New ECE Professor Harry Chao’s Approach to Machine Learning Meets Reality Where It Is
by A.J. Kleber
Outside the tidy binaries of digital computation, the world is a messy place. Few things in life are clearly observable and predictable, whether you’re looking at individual human behavior, traffic, organisms, or the weather. This is a truth that brand-new BU ECE Assistant Professor Wei-Lun (Harry) Chao not only recognizes, but has centered in his research: real-world applications of AI/ML, especially those with significant safety implications, have to take that inherent messiness and imperfection into account. Large “high-quality” datasets have unavoidable limitations; they are laborious and costly to collect and annotate due to the nature of the data they collect. In order to develop generalizable AI models, robust machine learning technologies must be developed to compensate for these limitations.
Professor Chao’s research to date has engaged deeply with this challenge, tackling it from different angles. To address the unique challenges of data in privacy- and security-critical scenarios, he has developed algorithmic and strategic improvements to federated learning, a training approach which utilizes decentralized data sources while protecting raw data. He co-led the first systematic study of 3D perception generalizability in AV systems across diverse environments, and co-developed the first visual foundation model dedicated to biodiversity, in pursuit of enhancing biological research by making the overwhelmingly varied traits of organisms computable from images.

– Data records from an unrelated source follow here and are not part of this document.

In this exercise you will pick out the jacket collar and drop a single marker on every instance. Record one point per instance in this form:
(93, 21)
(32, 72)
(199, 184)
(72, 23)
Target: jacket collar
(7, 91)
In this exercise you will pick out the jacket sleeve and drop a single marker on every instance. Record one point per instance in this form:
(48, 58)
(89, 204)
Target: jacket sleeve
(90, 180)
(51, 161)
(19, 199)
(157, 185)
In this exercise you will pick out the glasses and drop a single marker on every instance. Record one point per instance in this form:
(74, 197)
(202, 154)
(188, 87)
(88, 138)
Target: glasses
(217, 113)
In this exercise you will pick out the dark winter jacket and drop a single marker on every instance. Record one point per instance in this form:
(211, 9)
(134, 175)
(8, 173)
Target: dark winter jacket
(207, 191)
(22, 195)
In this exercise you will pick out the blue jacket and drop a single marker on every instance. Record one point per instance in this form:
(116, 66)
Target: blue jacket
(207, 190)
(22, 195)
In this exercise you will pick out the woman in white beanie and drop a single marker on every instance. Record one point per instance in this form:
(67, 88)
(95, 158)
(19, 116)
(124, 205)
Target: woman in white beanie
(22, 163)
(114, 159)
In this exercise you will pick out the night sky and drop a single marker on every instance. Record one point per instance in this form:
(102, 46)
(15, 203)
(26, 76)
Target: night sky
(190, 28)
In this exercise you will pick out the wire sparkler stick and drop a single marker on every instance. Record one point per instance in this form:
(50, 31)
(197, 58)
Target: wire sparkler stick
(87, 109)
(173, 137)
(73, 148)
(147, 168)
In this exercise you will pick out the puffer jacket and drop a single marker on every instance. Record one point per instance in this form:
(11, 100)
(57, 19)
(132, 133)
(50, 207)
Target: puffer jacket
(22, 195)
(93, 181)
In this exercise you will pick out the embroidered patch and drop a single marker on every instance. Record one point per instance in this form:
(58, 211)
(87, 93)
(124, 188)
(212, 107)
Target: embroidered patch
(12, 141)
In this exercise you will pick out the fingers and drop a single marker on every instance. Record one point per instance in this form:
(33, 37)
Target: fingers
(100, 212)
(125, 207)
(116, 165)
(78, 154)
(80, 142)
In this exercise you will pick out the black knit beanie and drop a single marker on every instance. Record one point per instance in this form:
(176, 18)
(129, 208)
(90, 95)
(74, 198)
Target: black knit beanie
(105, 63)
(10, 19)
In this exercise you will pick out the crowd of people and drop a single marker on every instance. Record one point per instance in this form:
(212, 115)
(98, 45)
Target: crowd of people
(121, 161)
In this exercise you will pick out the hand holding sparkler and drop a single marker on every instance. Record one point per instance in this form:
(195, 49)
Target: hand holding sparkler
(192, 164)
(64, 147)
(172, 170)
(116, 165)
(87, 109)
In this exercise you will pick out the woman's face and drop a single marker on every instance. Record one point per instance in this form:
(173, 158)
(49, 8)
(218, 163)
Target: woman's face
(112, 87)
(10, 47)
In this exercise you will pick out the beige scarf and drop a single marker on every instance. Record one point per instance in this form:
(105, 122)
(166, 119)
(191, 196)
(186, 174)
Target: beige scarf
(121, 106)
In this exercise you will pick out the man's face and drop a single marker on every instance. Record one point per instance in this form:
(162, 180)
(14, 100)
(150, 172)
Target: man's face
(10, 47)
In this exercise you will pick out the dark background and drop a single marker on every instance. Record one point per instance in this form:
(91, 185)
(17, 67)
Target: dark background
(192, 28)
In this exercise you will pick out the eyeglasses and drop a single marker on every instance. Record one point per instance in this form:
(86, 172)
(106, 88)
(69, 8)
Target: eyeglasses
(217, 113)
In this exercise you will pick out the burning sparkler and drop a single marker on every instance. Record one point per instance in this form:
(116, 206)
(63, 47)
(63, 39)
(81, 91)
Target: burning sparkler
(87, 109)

Chao also worked to shore up under-resourced and imbalanced training data for deep learning models via algorithms which exploit multiple views of data, among other adaptive approaches. Each project has been grounded in the understanding that technology will ultimately be more accurate and effective if it can embrace the imperfect, dynamic nature of the data that constitutes “real life.”
In recognition of the obvious potential and promise of his work, Professor Chao has been awarded a 2025-2028 Peter J. Levine Career Development Professorship, given to talented early-career ECE faculty who have been identified as emerging leaders in their fields. Prior to joining BU ECE, Chao was appointed a College of Engineering Innovation Scholar and associate professor at Ohio State University. In his six and a half years at OSU, he was honored with a variety of awards recognizing his innovation, early career excellence, and achievements in interdisciplinary research. He and his co-authors received the 2024 Best Student Paper Award at the IEEE/CVF Computer Vision and Pattern Recognition Conference (CVPR) for their work on BioCLIP and the TreeOfLife-10M biodiversity dataset, a prime example of his affinity for convergent research. In his own words, “interdisciplinary research thrives on collaboration. Each researcher’s contribution is indispensable.”
Professor Chao received his Ph.D. from the University of Southern California in 2018.